Витька схватил пистолет. Забыл, что сам же вытащил магазин. Пару раз передернул затвор, потом понял это, и хотел уже от всей души приложится к голове сволочи рукояткой пистолета, но тут на шум вбежала охрана. Нас с трудом оттащили от Модаева.
— 33-
Чтобы мы не трепыхались, нас заковали в наручники. Серега плюхнулся на свой стул, достал носовой платок с какими-то письменами на арабском языке и приложил его к своим ранам.
— Ничего-ничего, вас еще за это расстреляют! — он был зол и свирепо смотрел на нас. — Все! Вам звиздец полный! Вы покойники!
— Замучаешься пыль глотать, собака серая!
— Ты что думаешь, что ты им нужен?
— Они презирают тебя не меньше, чем мы. Земля у тебя под ногами скоро будет гореть, Иуда!
— Скоро вы сами будете в аду париться, уроды!
— Ты кого, падаль, уродом назвал?
— Ничего, сейчас я пойду к комбату, а потом посмотрим, что он скажет.
— Иди, беги, предатель!
— Может, он тебе кость бросит погрызть!
— Мы, сука, одни на тот свет не пойдем. Тебя с собой заберем! Запомни это! — крикнул я вслед Модаеву.

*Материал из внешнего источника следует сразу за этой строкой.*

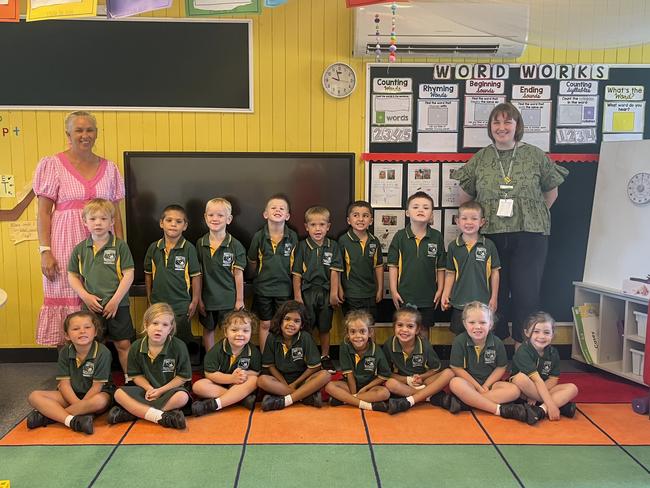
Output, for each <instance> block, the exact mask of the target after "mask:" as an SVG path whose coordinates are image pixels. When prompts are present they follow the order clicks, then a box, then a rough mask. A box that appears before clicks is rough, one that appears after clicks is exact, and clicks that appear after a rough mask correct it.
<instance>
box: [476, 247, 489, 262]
mask: <svg viewBox="0 0 650 488" xmlns="http://www.w3.org/2000/svg"><path fill="white" fill-rule="evenodd" d="M486 259H487V249H485V248H484V247H477V248H476V260H477V261H485V260H486Z"/></svg>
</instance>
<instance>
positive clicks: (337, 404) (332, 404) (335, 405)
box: [330, 395, 345, 407]
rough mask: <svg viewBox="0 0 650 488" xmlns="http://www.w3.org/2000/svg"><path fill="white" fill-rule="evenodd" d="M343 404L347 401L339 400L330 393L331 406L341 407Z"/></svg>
mask: <svg viewBox="0 0 650 488" xmlns="http://www.w3.org/2000/svg"><path fill="white" fill-rule="evenodd" d="M341 405H345V402H342V401H341V400H337V399H336V398H334V397H333V396H332V395H330V407H340V406H341Z"/></svg>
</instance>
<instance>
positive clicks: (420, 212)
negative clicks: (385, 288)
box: [388, 191, 445, 332]
mask: <svg viewBox="0 0 650 488" xmlns="http://www.w3.org/2000/svg"><path fill="white" fill-rule="evenodd" d="M406 205H407V210H406V216H407V217H408V218H409V221H410V222H409V224H408V225H407V226H406V227H405V228H404V229H401V230H399V231H397V233H396V234H395V236H394V237H393V240H392V241H391V243H390V246H389V248H388V277H389V279H390V293H391V295H392V297H393V304H394V305H395V308H396V309H399V308H400V307H401V306H402V305H403V304H409V305H414V306H415V307H417V309H418V311H419V312H420V314H421V315H422V324H423V325H424V326H426V327H431V326H432V325H433V322H434V317H433V315H434V314H433V311H434V308H435V307H436V306H437V305H438V302H439V301H440V296H441V295H442V288H443V284H444V280H445V269H444V267H445V244H444V242H443V240H442V234H440V232H439V231H437V230H436V229H432V228H431V227H430V225H429V224H430V223H431V222H432V221H433V206H434V203H433V199H432V198H431V197H430V196H429V195H428V194H427V193H425V192H423V191H419V192H416V193H414V194H413V195H411V196H410V197H409V198H408V200H407V203H406ZM426 331H427V329H425V330H424V332H426Z"/></svg>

Он убежал на второй этаж. Охранники спросили, за что мы его так. Мы пояснили. Те покачали головами в знак сочувствия, поцокали языками, но наручники, несмотря на все наши мольбы, не сняли.
Прибежал Модаев. Злорадно бросил охранникам:
— К комбату их! Уж теперь-то вы попрыгаете! Я посмотрю, кто из вас первым приползет ко мне на брюхе, будет целовать ботинки и умолять, чтобы жизнь оставили.
— Посмотрим, сука, посмотрим!
— Ребята, тобой убитые, по ночам не снятся?
— Нет. Сплю очень даже хорошо!
— На, получи! — я изловчился, проходя мимо, врезал ему ногой.
Целил в пах, но угодил в бедро. Тоже не хило! Серега отлетел в сторону и согнулся от боли. Хорошо! Очень хорошо! Значит, попал по нерву!
— Я тебя за это убью! Ты мне ногу сломал! — он дернулся было ко мне, но упал как подкошенный. Хорошо же я его приложил. Жаль, что не голова попалась!
Он пытался встать, но не мог опереться на ушибленную ногу. Она подламывалась.
— Тварь! Ты мне за это ответишь! — шипел предатель сквозь зубы.
— Ага! Сейчас! Дай только руки освобожу!
— Ты с нас наручники сними, а там посмотрим, кто кому покажет, козел! — орал Витка на весь штаб.
На шум стали сбегаться ополченцы, что были в штабе. Я особо не следил за их реакцией, не всматривался в лица. Но уже то, что видел, показывало, что они негативно относятся к этой сволочи. Впрочем, и нас они тоже особо не жаловали. Подумаешь, неверные устроили потасовку! Это же забавно!